A special investigation by a team of government officials into the development projects found glaring wrongdoings and unaccounted money amounting to Rs 361,750. In response, the state Principal Secretary passed orders to recover the unaccounted money and begin disciplinary proceedings against those found guilty but no action has been taken against the accused.

Another case is that of Vishram Dodia, a street hawker who questioned the functioning of a power distribution company and gangs involve in illegal liquor trading and gambling in Surat, Gujarat. Hewas killed in full public view, a few persons were arrestedbut the witnesses retracted their statements helping the accused walk free. The Gujarat Police refused to provide investigation report I sought under RTI Act. Even after two orders of the Gujarat Information Commission in favour of information disclosure, the required documents are yet to be received.

There are many more such cases which die a slow death.

Where govt fails, people succeed

Even after 10 years of the RTI Act, we don’t have concrete policy on protection of information seekers.
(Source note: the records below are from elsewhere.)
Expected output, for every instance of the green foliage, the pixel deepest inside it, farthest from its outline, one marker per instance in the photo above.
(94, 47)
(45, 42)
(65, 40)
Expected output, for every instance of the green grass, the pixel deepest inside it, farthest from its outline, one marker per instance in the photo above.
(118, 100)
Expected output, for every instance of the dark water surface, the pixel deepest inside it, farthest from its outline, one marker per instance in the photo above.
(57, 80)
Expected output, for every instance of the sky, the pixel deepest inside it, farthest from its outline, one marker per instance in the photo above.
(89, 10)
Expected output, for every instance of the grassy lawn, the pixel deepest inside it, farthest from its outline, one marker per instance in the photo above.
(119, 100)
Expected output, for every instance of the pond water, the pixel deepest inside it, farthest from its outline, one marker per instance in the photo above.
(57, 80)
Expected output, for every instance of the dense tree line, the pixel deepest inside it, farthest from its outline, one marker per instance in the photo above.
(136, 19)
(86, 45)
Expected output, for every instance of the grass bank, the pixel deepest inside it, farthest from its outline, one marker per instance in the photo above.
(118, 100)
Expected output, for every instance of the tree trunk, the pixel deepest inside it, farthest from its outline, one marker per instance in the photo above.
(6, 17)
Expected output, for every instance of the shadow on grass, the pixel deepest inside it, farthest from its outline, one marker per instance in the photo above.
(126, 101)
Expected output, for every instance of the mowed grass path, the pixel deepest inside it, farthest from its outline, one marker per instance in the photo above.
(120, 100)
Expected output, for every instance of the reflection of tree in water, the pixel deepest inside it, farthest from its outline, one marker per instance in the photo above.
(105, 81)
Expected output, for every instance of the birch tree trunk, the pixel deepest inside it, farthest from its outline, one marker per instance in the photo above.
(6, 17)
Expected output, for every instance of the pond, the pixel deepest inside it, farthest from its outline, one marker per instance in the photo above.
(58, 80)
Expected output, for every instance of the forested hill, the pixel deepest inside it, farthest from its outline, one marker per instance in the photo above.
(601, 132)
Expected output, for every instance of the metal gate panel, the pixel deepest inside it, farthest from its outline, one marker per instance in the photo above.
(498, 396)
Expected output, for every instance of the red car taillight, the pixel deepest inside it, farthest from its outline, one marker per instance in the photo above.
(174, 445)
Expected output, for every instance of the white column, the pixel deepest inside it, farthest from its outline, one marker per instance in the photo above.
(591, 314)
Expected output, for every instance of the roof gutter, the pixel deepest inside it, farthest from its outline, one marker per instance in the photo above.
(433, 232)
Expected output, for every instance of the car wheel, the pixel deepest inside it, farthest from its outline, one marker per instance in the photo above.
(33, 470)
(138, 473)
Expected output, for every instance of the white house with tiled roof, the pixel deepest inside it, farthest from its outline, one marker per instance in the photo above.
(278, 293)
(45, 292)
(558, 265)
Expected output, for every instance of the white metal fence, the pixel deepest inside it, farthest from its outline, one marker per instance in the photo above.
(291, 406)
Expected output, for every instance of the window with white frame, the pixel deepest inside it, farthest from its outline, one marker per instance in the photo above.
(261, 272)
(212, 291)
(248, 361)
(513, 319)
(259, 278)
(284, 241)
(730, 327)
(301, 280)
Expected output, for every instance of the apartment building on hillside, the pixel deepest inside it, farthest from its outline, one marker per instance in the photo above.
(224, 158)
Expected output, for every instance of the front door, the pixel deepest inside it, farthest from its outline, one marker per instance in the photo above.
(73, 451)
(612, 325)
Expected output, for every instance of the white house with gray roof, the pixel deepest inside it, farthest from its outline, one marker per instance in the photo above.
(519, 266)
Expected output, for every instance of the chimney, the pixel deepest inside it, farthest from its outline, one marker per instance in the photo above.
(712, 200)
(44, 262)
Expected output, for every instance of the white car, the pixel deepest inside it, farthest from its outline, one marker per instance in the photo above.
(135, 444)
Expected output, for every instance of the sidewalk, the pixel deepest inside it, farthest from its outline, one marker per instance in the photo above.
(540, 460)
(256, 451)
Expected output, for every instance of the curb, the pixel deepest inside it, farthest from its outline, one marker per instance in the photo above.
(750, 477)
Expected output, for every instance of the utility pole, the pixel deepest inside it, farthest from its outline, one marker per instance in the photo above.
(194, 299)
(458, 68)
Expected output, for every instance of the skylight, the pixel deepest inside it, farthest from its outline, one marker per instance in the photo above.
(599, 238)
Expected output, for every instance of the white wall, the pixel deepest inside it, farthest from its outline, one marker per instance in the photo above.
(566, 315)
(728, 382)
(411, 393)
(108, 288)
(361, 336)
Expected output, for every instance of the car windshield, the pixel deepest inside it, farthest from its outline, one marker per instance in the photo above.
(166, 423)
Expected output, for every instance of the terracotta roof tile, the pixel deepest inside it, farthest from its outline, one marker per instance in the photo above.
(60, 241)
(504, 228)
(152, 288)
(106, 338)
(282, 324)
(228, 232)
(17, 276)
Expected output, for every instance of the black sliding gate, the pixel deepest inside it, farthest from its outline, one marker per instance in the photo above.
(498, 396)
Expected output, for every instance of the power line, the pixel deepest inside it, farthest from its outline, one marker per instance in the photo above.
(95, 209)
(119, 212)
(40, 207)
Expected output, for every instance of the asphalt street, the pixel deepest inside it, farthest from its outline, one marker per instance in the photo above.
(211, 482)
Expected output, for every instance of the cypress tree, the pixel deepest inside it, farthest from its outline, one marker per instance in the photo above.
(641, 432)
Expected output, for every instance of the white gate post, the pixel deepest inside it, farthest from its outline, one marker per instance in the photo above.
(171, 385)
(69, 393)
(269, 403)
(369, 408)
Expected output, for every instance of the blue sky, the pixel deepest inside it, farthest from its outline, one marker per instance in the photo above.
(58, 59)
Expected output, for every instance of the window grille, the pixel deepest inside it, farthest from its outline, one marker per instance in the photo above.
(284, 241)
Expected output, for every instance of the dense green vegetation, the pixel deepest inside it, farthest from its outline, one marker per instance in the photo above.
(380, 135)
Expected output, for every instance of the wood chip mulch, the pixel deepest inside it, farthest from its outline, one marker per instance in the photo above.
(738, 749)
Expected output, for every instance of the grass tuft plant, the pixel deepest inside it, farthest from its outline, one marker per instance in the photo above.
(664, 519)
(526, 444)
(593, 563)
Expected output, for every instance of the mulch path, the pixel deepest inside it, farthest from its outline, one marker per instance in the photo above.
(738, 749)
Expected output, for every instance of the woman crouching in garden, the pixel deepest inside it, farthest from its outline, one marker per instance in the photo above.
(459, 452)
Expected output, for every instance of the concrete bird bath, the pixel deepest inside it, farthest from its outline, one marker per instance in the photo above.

A minor deterrent exists in the form of a decision of CIC that information sought by a harassed RTI applicant will be put into public domain. The state information commissions and respective government departments are yet to adoptthe mechanism. The draft Whistleblowers’ Protection Act, which is also meant to cover common citizens, is still stuck with Union Law Ministry.

The only helpline for protection of RTI users is run by a Gujarat-based non-profit Mahiti Adhikar Gujarat Pahel which puts pressure on local administration to act swiftly whenever somebody reports threats or attack.

The DoPT restricts itself to issuing guidelineson proactive disclosures and refuses to stand behind RTI users. On learning about the attack on Chauhan, I called an official in the department asking if they could issue a letter to the district administration asking for a fair probe. “We don’t get involved in such matters. Many a times, these attacks turn out to be related to personal rivalry,” the official said. “True, but this is a person who is profiled in a research report commissioned and published by you. And seeking a fair probe is the safest statement one can make without favouring either party,” I argued without success.

Thankfully, Chauhan does not live on government support. Those living in hinterlands of this country can only count on people around them. Chauhan has no dearth of that support because of what he has done for his co-villagers. That it took land mafia over five years to actually carry out the threat signifies his support base. The road to justice is long and tedious but Chauhan does not need to wait for redemption. I am sure he will return stronger.